22 February 2013

DDOT photo of the old Sears building on Bladensburg Road

I was poking around in DDOT's photo archive on Flickr last night, and I came across the following photo:

Southeast/Southwest Freeway 1968 (DDOT on Flickr)

It's a picture of the construction of the Southeast/Southwest freeway through Capitol Hill in the late 1960s. It's a stark reminder that the freeway cut a neighborhood in two, and it's a scar that we'll likely continue to have for decades to come.

What caught my eye, though, was the bright patch at the top of the photograph. I've cropped that section out, enlarged it, and circled the interesting spot below:

You can click above to enlarge it even more. I'm pretty sure this is the old Sears, Roebuck & Co. building. (At that link, you can see a photograph of this amazing Art Deco building, which was still standing until the late 80s/early 90s). It was located on Bladensburg Road, just north of the Starburst intersection, across the street from Trinidad.
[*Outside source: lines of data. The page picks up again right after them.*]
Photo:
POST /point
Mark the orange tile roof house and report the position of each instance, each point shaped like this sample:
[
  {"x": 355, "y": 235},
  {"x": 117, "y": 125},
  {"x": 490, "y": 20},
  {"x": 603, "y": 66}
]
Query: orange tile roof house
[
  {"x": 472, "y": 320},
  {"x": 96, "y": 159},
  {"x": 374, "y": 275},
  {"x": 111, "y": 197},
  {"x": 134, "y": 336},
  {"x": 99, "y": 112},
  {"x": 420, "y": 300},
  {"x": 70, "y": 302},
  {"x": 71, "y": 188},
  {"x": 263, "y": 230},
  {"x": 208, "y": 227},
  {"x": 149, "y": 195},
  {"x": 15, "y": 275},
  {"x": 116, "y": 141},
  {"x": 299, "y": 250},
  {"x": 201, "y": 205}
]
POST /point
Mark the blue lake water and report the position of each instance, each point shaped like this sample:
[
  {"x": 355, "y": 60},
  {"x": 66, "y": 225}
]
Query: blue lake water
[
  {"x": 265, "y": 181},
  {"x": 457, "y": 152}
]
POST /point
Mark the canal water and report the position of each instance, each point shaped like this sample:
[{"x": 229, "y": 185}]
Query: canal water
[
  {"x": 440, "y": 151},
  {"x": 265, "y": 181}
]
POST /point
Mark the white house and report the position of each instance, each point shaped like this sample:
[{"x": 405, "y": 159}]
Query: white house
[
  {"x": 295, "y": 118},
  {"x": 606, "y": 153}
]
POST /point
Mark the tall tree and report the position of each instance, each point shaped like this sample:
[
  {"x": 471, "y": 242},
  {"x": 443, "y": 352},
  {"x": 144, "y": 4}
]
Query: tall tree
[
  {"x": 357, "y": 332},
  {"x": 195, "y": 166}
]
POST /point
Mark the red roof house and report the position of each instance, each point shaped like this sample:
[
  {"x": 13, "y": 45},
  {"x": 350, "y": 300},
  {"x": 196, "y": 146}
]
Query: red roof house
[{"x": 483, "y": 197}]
It's now the location of the Flats at Atlas apartment building, which is better than a vacant lot, but certainly not as cool as a repurposed Art Deco beauty would have been.

20 February 2013

A two-block shuttle for "urban lifestyle" apartments?
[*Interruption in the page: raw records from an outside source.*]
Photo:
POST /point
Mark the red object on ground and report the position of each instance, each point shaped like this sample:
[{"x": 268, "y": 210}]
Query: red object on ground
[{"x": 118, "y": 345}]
Trilogy NoMa is a strange apartment complex.

To start with, the name is ridiculous. The buildings were built in a long-established neighborhood (Eckington [PDF], since 1830) that just happened to have some empty lots. The business improvement district (BID) to the south is called NoMa, and it includes a few of the commercially-zoned lots at the southernmost extent of Eckington. The developer decided to use the NoMa name for the complex, most likely because they felt it was a "brand" they could exploit.

The contact page for the complex, though, says these are "Apartments in Chinatown DC - Trilogy at Noma DC Chinatown" at the top of site. Clearly there is some confusion on the part of the ownership regarding where they made their investment. I wonder if they know the city and neighborhood well enough to know where they're actually located.
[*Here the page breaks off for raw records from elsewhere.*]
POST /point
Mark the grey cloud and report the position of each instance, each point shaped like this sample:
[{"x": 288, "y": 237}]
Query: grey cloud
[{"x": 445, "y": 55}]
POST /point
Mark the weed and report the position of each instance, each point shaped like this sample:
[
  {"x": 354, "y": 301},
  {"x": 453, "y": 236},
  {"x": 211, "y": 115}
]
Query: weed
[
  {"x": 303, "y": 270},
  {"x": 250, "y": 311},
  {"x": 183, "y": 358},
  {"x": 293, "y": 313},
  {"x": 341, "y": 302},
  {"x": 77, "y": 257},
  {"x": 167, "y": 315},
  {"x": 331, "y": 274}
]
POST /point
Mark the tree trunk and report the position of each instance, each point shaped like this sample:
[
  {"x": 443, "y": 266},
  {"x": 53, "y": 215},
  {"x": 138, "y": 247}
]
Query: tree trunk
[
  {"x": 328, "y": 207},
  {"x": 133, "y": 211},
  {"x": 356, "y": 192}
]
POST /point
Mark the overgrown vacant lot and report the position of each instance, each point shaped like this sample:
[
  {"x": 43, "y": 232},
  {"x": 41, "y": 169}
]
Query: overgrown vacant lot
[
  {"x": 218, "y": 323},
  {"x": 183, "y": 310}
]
What "drove" me to write this post, though is the photo below:

That contact page touts the Walk Score for the apartment complex - a respectable 71. (Worth noting - the Transit Score is a 72 and the Bike Score is a fantastic 89!) It's questionable if the management really believes in that Walk Score, though, since they have a shuttle van to drive you the two blocks to the Metro station.

Sure, a shuttle service for handicapped residents might be necessary and a nice service for those who need it. But this van, dropping off passengers at the northern entrance of the NoMa station, wasn't equipped for wheelchair access, and the twenty-somethings disembarking from the van appeared to have no problem walking the few feet from the van to the turnstiles.

Lazy? Silly? A waste of fuel while the van idles at the curb? All of the above? All of the above.

18 February 2013

Open letter to local stone masons

A solid low-stone retaining wall is about to become part of history (probably tomorrow). Do you know any stone masons in DC who could use this material? Let them know as soon as you can! Read on for more...

Titan of Trinidad noted that the church at the corner of 14th and Maryland NE has finally been demolished. This is the first step in the construction of the new "Maia" apartment building that will be built in its place.

I'm writing about the detritus of the construction project, though. As you can see from these pictures, there are thousands of bricks, many of them already broken into shards, remaining on site. There are many who would gladly take solid, century-old bricks to reuse them for other projects, but I'm afraid that it's probably too late for most of these solid pieces of history. We don't value recycling and reusing in this society to the extent that we should.

I'm concerned about this stone retaining wall that encircles much of the property. Surely the demolition crews will be removing it very soon. This is the kind of thing that simply isn't built these days - people use cheap cinder block construction for retaining walls instead.

There must be a stone mason in the DC area that would be interested in getting their hands on this material. I imagine someone could take this wall apart relatively quickly (certainly not as fast as a backhoe, but let's be realistic here!) and reuse the material elsewhere.

If you're reading this and you know someone who might fit this description, please pass the story along. I'd love to see some of this material reused instead of becoming backfill for a pit somewhere.